Śląsk pokonał na wyjeździe Wisłę Kraków i dzięki temu zwycięstwu został mistrzem kraju. - W trakcie kilku odpraw udało się przekonać moich zawodników, że jeśli nie zdobędziemy bramki, to nie będziemy na pierwszym miejscu. Chciałbym podziękować wszystkim zawodnikom, którzy przez ten sezon grali w Śląsku, jak i trenerom. Rok temu byłem przerażony - gdy zdobyliśmy wicemistrzostwo Polski - jak mi powiedziano, że w następnym sezonie ma być jeszcze lepiej. Jednak mogę powiedzieć - udało się - dodał Lenczyk.

Marian Kelemen, bramkarz Śląska, podkreślił, że zespół miał świetną pierwszą rundę, a wiosną grał gorzej. - Jednak inne zespoły też miały kryzysy i nikt nie wykorzystał naszej słabości. My z kolei wykorzystaliśmy szansę. Odpowiednio skoncentrowaliśmy przed tym meczem i teraz jesteśmy szczęśliwi. Kibice stworzyli w Krakowie fantastyczną atmosferę. Był to nasz dwunasty zawodnik. Prawdę mówiąc nie dotarło do mnie jeszcze, że zdobyłem wraz z kolegami mistrzostwo Polski. Niedzielny mecz był dla nas bardzo trudny. Mi się wydawało, że minuty mijają bardzo powoli. Miałem wrażenie jakbyśmy grali 300 minut, a nie 90 - mówił Kelemen.

- Jestem szczęśliwy, że zdobyliśmy mistrzostwo Polski. Nie powiem teraz, kogo chcemy wylosować w Lidze Mistrzów. Teraz jest czas na odpoczynek. Na pewno kilka dni spędzę nad morzem, w Gdańsku. Zresztą bardzo się cieszę, że Lechia została w ekstraklasie - cieszył się Sebastian Mila, pomocnik Śląska.

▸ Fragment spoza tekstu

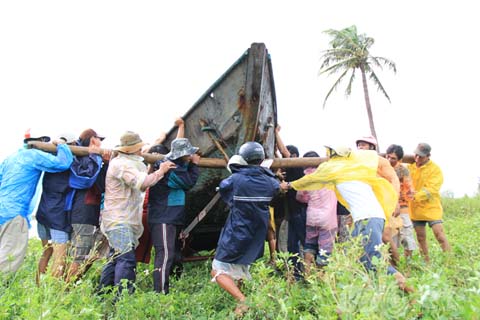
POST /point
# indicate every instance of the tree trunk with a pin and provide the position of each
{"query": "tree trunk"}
(368, 106)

W innych nastrojach po meczu byli Wiślacy. - Na boisku pokazaliśmy, że chcieliśmy wygrać. Jednak bardzo trudno było to osiągnąć, jak nie wykorzystywaliśmy sytuacji. Inna sprawa, że Kelemen nieźle bronił. Trochę zabrakło ogrania Łukaszowi Rojewskiego, który wszedł na boisko i miał okazję do wyrównania w końcówce. Naprawdę nam zależało na zwycięstwie i nie jest prawdą, że moje decyzje kadrowe były po to, aby pomóc Śląskowi - powiedział trener Wisły Michał Probierz.

- Nie miałem okazji grać jeszcze w takim meczu, gdzie fani gospodarzy dopingują drużynę gości. My na pewno zostawiliśmy na boisku dużo zdrowia - komentował Łukasz Garguła, piłkarz Wisły.

zew, PAP

Czytaj więcej na Wprost.pl

Koniec Ekstraklasy. Lenczyk wrócił na tron, Łotysz królem strzelców

Wisła - Śląsk - relacja minuta po minucie

Ruch Chorzów wicemistrzem Polski. "Jesteśmy moralnymi mistrzami"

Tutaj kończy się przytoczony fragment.